Abstract

Endotracheal aspirates taken serially from mechanically ventilated premature infants born at < 28 weeks gestation between March 1992 and August 1993 were studied to determine whether early cytological changes would be a good predictor of lung damage in infants who develop chronic lung disease (CLD). CLD was diagnosed if the infant required supplemental oxygen at 36 weeks corrected gestational age. Fifty-five infants were enrolled in the study, five died and of the 50 infants remaining, 17 (34%) developed CLD. The infants with CLD had a significantly lower gestation (25.5 +/- 1.8 (mean +/- 1 SD) versus 26.2 +/- 0.9 weeks, p < 0.05), significantly more required surfactant (14/17 vs. 16/33, p < 0.05) and were ventilated for a significantly longer period (43.3 +/- 26.6 vs. 19.3 +/- 12.8 days, p < 0.0001).

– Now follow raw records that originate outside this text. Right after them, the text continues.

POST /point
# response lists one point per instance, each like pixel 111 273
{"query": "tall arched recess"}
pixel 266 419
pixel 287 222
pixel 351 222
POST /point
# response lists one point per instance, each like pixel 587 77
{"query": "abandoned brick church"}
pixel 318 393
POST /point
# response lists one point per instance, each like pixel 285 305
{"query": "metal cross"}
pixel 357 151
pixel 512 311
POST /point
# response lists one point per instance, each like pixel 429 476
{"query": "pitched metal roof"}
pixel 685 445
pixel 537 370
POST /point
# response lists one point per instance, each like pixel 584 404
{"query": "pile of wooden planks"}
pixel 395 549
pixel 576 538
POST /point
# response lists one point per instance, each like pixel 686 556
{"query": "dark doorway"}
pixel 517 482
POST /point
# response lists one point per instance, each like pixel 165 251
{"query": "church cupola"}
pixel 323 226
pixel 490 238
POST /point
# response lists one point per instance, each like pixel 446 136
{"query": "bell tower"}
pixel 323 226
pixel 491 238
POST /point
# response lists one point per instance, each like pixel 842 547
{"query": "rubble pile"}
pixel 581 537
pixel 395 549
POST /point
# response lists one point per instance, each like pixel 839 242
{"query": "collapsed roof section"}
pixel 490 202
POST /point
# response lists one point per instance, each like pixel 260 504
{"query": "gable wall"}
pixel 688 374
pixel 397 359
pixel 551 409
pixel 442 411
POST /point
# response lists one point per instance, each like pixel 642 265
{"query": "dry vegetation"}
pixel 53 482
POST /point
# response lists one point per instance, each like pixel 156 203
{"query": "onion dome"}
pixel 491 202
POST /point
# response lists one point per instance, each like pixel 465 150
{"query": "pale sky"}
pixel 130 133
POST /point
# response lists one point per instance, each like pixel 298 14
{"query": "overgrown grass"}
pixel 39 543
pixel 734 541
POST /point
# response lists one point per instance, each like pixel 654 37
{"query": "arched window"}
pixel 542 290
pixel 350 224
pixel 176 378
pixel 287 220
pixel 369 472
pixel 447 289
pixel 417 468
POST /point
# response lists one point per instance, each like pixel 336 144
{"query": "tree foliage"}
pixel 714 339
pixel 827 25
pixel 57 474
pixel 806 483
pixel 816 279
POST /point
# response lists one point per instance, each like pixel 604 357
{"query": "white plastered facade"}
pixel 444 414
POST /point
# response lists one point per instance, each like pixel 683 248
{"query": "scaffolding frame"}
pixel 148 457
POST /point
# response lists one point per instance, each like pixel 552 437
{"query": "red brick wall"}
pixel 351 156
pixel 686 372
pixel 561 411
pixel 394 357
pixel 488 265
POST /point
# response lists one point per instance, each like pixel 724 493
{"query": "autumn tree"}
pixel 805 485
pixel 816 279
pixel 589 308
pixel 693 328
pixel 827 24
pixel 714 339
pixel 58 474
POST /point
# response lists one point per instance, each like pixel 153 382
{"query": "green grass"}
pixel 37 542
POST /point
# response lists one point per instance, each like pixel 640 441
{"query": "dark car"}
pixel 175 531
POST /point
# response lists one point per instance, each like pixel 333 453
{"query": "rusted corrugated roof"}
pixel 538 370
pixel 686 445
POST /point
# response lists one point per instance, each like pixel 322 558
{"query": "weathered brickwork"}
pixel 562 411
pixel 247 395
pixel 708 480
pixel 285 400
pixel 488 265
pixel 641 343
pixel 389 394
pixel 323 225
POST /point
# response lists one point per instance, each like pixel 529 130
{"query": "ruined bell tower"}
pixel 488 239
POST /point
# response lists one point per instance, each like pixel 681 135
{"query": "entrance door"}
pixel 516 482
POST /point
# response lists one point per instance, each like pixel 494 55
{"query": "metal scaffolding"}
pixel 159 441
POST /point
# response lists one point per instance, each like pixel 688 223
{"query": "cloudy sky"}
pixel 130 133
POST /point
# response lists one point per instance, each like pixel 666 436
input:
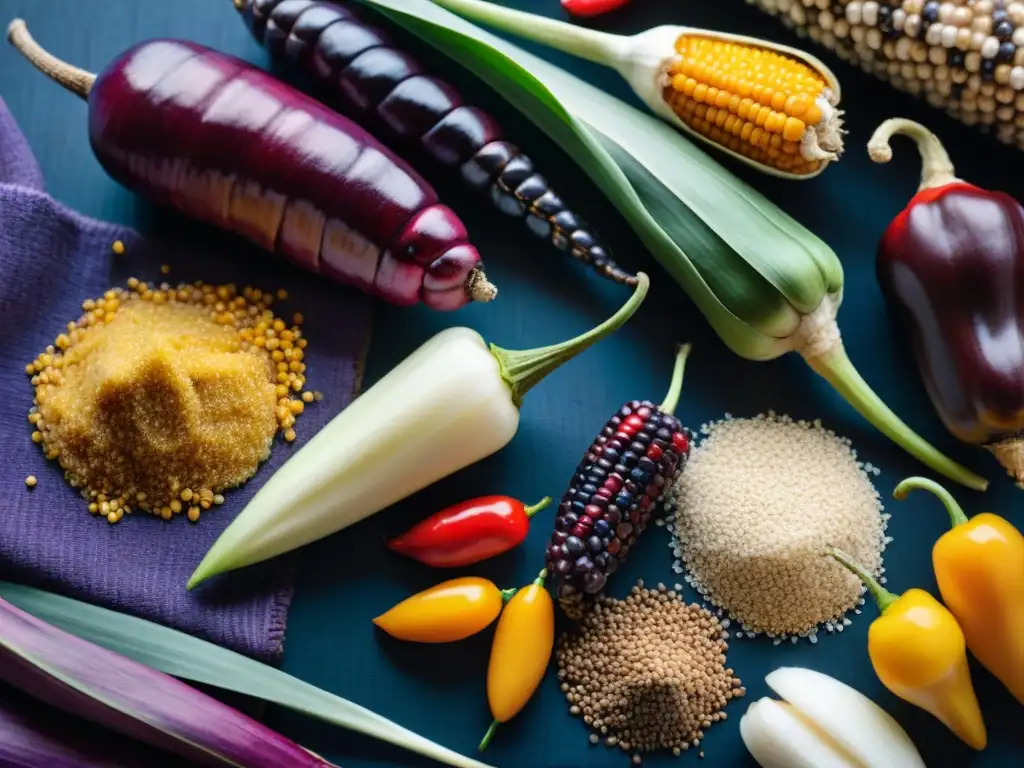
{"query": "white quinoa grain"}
pixel 760 501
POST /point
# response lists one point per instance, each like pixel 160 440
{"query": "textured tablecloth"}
pixel 51 259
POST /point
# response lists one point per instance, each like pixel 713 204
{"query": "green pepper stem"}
pixel 676 387
pixel 530 511
pixel 835 367
pixel 936 168
pixel 487 736
pixel 956 516
pixel 599 47
pixel 882 596
pixel 522 370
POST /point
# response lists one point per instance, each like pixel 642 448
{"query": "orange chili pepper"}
pixel 521 650
pixel 452 610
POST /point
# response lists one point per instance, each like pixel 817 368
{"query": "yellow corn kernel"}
pixel 753 100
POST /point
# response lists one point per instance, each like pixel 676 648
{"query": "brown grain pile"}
pixel 159 397
pixel 648 672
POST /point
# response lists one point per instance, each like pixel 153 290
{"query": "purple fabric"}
pixel 51 259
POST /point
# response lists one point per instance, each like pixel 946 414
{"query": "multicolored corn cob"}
pixel 767 107
pixel 963 56
pixel 611 497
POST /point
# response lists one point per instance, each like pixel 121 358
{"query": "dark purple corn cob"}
pixel 385 89
pixel 609 502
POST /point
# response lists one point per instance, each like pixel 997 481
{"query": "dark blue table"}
pixel 343 582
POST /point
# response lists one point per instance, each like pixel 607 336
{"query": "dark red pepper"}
pixel 951 267
pixel 588 8
pixel 469 531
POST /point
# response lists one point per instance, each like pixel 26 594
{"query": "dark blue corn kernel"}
pixel 594 582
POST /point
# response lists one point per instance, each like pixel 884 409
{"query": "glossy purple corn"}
pixel 365 76
pixel 611 498
pixel 225 142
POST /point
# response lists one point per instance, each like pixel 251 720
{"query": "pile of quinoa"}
pixel 160 397
pixel 648 672
pixel 759 503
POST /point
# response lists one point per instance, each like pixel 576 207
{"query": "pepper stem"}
pixel 956 516
pixel 599 47
pixel 882 596
pixel 936 168
pixel 522 370
pixel 76 80
pixel 676 387
pixel 487 736
pixel 530 511
pixel 835 367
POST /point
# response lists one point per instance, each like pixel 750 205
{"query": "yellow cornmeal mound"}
pixel 160 397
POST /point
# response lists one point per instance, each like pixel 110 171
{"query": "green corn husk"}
pixel 766 284
pixel 192 658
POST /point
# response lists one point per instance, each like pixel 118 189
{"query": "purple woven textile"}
pixel 51 259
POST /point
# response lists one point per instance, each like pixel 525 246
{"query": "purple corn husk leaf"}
pixel 33 735
pixel 124 695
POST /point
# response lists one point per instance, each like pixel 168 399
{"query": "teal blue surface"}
pixel 348 579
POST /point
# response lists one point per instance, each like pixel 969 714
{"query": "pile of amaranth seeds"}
pixel 753 514
pixel 647 673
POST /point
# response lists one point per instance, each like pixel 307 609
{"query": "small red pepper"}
pixel 589 8
pixel 469 531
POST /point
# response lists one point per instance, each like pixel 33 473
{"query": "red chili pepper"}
pixel 588 8
pixel 469 531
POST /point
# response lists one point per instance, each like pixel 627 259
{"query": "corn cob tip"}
pixel 767 107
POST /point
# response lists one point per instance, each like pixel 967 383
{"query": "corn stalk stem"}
pixel 835 367
pixel 76 80
pixel 599 47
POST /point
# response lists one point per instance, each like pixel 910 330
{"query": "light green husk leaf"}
pixel 189 657
pixel 766 284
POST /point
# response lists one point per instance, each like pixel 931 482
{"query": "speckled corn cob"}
pixel 771 109
pixel 609 501
pixel 964 56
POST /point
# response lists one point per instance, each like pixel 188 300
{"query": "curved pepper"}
pixel 521 650
pixel 950 265
pixel 919 652
pixel 979 565
pixel 451 610
pixel 468 531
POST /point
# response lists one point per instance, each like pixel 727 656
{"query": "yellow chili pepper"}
pixel 979 565
pixel 919 652
pixel 519 655
pixel 452 610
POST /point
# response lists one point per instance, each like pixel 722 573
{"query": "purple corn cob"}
pixel 378 85
pixel 628 467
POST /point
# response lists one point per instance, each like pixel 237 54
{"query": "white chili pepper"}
pixel 452 402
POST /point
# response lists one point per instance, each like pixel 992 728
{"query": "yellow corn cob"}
pixel 767 107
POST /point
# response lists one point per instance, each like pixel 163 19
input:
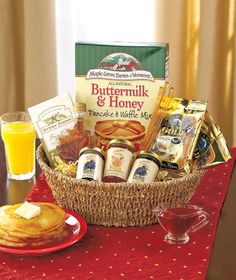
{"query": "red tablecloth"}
pixel 128 253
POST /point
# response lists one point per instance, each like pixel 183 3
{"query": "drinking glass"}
pixel 179 219
pixel 19 135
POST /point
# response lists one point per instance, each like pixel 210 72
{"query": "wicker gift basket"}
pixel 116 204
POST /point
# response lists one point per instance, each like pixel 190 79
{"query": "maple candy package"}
pixel 119 83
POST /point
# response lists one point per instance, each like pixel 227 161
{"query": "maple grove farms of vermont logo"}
pixel 122 68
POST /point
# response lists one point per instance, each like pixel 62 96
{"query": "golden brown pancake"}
pixel 47 227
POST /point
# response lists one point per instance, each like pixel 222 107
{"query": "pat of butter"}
pixel 28 210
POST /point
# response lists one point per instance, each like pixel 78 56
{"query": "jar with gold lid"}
pixel 145 168
pixel 119 161
pixel 90 164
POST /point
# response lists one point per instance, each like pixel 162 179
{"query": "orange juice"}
pixel 19 142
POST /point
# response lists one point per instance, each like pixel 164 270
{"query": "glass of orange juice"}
pixel 19 135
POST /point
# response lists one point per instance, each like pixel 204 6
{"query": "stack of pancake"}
pixel 47 227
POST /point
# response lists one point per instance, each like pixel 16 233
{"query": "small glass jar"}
pixel 119 161
pixel 90 164
pixel 145 168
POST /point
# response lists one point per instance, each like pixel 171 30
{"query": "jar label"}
pixel 143 171
pixel 118 162
pixel 90 166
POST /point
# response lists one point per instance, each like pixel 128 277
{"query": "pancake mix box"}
pixel 119 83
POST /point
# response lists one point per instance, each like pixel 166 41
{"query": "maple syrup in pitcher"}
pixel 119 160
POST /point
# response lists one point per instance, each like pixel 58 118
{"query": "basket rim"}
pixel 40 154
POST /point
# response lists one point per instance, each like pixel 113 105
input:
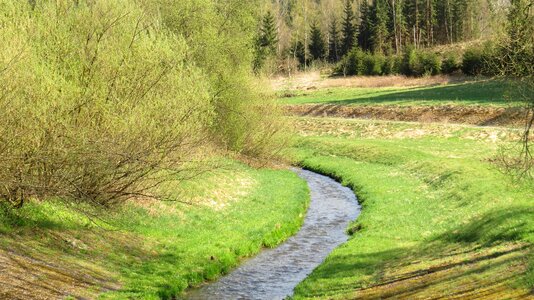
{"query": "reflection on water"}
pixel 274 273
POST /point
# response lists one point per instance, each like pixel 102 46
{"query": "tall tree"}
pixel 398 23
pixel 268 37
pixel 317 47
pixel 348 28
pixel 266 41
pixel 364 36
pixel 333 41
pixel 380 26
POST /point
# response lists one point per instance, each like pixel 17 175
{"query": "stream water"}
pixel 274 273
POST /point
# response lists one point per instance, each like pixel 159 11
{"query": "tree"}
pixel 333 42
pixel 517 61
pixel 380 26
pixel 364 36
pixel 268 37
pixel 348 28
pixel 399 24
pixel 317 45
pixel 298 52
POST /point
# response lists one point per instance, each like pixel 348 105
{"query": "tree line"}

Endotracheal aspirate cytology showed that infants with CLD had significantly more degenerated columnar epithelial cells on day 3 (p = 0.001), and more neutrophils on day 10 (p = 0.007). Though not predictive of CLD, cytological changes consistent with bronchial epithelial and pulmonary damage followed by an inflammatory response were found in the tracheal aspirates of a group of infants clinically diagnosed with CLD.